Chief Maseribane further argues that he understands and abides by the BNP constitution. He said the party was anxious to hold the elective conference in June when his tenure expires. Accordingly, preparations for the elections were at an advanced stage, he argues.

“This present case (by the seven applicants) characterises an embodiment of subtlety and sophistry aimed at attacking the management of the BNP. The party members have acquiesced to the date (of the elective conference) because they understand the constitution (of BNP) and they have vouched to attend the conference.

“The BNP has a track record of members who understand their constitution and this has earned it almost iconic status in the politics of Lesotho.  Certainly, in terms of the constitution (of BNP), the NEC has furnished substantive reasons for the position they have adopted to hold elections in June 2021.

“The complaints of applicants, which are more conjecture than fact-based, do not allege bias nor unfairness and procedural irregularity is not part of the reliefs sought…

“The preparations are at an advanced stage for the holding of the elective conference and whatever complaints may exist will be addressed at the conference according to the constitution.

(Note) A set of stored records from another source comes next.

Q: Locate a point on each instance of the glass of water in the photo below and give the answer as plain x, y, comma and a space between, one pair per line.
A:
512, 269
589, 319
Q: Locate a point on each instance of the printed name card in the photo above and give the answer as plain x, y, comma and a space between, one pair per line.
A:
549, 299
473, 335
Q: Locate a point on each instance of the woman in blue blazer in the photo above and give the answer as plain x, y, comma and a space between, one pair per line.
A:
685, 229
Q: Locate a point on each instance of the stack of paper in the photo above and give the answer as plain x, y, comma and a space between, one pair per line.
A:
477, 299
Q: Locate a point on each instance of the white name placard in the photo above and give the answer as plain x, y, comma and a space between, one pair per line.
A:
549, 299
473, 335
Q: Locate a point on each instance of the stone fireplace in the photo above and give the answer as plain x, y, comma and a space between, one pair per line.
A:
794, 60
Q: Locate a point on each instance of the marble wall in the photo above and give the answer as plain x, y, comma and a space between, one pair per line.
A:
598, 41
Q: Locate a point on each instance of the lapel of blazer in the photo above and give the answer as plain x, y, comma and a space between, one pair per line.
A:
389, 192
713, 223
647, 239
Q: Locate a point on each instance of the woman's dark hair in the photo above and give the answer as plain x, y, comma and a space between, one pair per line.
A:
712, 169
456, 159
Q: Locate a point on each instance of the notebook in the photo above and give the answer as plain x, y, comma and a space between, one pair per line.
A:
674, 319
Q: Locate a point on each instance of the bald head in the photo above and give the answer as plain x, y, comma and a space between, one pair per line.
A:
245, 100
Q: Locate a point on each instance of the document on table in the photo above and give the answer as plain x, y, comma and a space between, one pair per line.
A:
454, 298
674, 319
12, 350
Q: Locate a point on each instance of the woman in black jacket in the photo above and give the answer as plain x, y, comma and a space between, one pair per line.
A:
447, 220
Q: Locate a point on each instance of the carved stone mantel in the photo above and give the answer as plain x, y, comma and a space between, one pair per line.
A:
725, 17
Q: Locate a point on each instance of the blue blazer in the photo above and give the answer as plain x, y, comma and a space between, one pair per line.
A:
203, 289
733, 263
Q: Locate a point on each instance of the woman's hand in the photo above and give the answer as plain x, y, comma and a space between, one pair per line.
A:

The BNP is regulated by its constitution and not by the courts of law. It is very critical to the administration of the party that the applicants be called to order because this present dispute may cause the postponement of the elective conference,” Chief ‘Maseribane states in his papers.

Contrary to Chief ‘Maseribane’s assertions, Mr Nkuoatsana and his co-applicants argue that Chief ‘Maseribane became the BNP leader on 27 March 2011.

They state that in terms of section 11(8) (c) of the BNP constitution, a leader can only hold office for a maximum of 10 years.

They argue that Chief ‘Maseribane’s term expired on 27 March 2021 which is 10 years to the date when he first assumed the reins. They further argue that the BNP should have elected a new leader last December and Chief ‘Maseribane should have formally handed over to the new leader when his term expired on 27 March 2021.

They are challenging the NEC’s 10 March 2021 circular which states that Chief ‘Maseribane’s tenure only ends on 13 June 2021.

They accuse Chief ‘Maseribane and his fellow respondents of “intending to breach the constitution of the BNP in that they want to extend the term in office of the leader of BNP beyond the prescribed maximum period of 10 years for which a person can be a leader of BNP”.

Chief ‘Maseribane’s decision to bow out opens the way for the party which ruled the country from independence in 1966 until 1986 to elect a new leader.

Six candidates including Chief Maseribane’s current second in command, Machesetsa Mofomobe, have already signalled their intention to fight it out for the top post.

Other leadership hopefuls are Mr Nkuoatsana, Professor Lehlohonolo Mosotho, Lesojane Leuta, ‘Mamotsepe Motseoa and Machere Seutloali.